Harry uśmiechnął się do siebie, patrząc na szklany stolik. Error. Doskonale go pamiętał. Jego cierpliwy nauczyciel, którego szlag trafiał, gdy przychodził na kacu. Miał nietypowe metody nauczania, dzięki czemu Ostry nauczył się jeździć jak zawodowiec.
— Pamiętam, jak prawie dostał zawału, kiedy Kobra przypie*dolił w drzewo — rzekł z rozbawieniem Yom.
— Taa… A jak wyszedłem z auta bez żadnych urazów, zaczął się drzeć jak opętany — dodał Harry z uśmiechem. — Znacznie lepiej by to przyjął, gdybym wylądował na oiomie.

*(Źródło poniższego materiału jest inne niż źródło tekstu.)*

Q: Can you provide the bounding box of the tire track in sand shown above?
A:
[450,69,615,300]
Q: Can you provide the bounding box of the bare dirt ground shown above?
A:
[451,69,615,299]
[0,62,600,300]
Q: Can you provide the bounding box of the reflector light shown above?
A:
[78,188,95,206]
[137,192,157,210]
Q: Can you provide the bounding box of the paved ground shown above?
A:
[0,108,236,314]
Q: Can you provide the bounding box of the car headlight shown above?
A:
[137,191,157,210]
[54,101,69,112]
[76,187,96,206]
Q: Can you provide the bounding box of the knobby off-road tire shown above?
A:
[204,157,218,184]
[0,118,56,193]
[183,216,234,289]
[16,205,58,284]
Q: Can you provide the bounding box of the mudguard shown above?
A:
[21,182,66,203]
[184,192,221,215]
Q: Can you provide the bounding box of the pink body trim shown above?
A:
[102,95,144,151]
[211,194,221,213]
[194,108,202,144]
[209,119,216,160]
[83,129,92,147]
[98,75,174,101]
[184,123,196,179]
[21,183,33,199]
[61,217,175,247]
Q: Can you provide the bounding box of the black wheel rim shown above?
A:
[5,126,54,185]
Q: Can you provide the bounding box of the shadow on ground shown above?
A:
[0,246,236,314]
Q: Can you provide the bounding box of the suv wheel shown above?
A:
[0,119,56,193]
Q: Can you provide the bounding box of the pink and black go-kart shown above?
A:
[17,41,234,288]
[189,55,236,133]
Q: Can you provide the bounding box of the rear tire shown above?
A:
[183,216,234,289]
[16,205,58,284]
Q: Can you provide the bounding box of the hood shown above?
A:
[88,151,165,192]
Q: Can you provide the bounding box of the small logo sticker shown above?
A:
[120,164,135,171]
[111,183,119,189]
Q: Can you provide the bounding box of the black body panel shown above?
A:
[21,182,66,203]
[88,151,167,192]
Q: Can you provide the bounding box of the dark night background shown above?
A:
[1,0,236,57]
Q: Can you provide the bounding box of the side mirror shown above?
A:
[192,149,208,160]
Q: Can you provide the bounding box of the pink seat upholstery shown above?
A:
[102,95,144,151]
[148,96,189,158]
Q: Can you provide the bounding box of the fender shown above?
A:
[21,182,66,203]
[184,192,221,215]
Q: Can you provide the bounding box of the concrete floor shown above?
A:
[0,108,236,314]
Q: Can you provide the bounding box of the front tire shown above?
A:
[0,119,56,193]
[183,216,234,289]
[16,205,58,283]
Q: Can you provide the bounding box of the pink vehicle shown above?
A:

— A tak to tylko narzekał, że rozwaliłeś auto — stwierdził Szatan, gdy wszyscy się zaśmiali.
— Nie ma tego złego, co by na dobre nie wyszło — uśmiechnął się Szefunio. — Jakiś czas później w klubie pojawiła się nowa osoba, która przesiedziała całą noc i nie wyszła do samego rana. Milka przychodziła do klubu codziennie przez kilka dni i przesiadywała tu całe noce. Nikt jej nie znał, z nikim nie rozmawiała, tylko piła. Aż Kobra do niej nie podszedł po pijaku. Spotkały się dwa pijaki i się dogadały. — Wszyscy zachichotali. — Dopiero gdy rano obudzili się na jednej kanapie, zrozumieli, kim jest druga osoba. Milka – zaskoczenie, Kobra – przerażenie. Milka zaskoczona tym, że w takim miejscu spotkała Pottera, a Kobra przerażony tym, że dziewczyna wygada to w szkole. Dopóki nie przypomnieli sobie, co do siebie pletli po pijaku. Alison zwiała z domu, Harry nie wracał do swojego przez kilka dni. Szybko postanowiliśmy ją zwerbować do siebie i to był dobry wybór. Rok później dostałem niespodziewaną wiadomość od Narcyzy Malfoy, że potrzebuje pomocy i chodzi o jej syna. Spotkaliśmy się.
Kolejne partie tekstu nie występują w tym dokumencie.